L’ambassadeur iranien auprès des Nations Unies souligne que la République islamique d'Iran se réserve tous ses droits pour répondre comme il se doit à la saisie par les États-Unis de navires iraniens, dans le cadre du blocus illégal que Washington continue d’imposer au pays souverain.
Dans une lettre datée de mercredi 29 avril, Amir Saïd Iravani écrit qu’il souhaite « porter à l’attention urgente » du Conseil de sécurité de l’ONU « les actes internationalement illicites persistants des États-Unis Unis, à travers une nouvelle saisie assimilable à de la piraterie et le ciblage délibéré de navires commerciaux, à savoir les M/T Majestic et M/T Tifani ».

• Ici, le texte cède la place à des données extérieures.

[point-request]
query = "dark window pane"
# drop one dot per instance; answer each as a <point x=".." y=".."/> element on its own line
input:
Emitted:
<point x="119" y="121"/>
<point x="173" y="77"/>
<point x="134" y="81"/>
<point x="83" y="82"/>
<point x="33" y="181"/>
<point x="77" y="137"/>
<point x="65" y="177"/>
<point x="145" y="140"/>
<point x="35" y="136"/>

Le diplomate fait référence à une déclaration publique émise plus tôt par un procureur américain, la décrivant comme « un aveu explicite et délibéré de comportement internationalement illicite ». Il souligne que ce procureur « s’est vanté de la saisie style pirate » des deux navires et du vol de 3,8 millions de barils de pétrole iranien.
« La déclaration du procureur américain confirme clairement que les forces armées des États-Unis ont intercepté, arraisonné et saisi de force des navires commerciaux iraniens en haute mer, dans le cadre de leur attitude d’intimidation », écrit-il.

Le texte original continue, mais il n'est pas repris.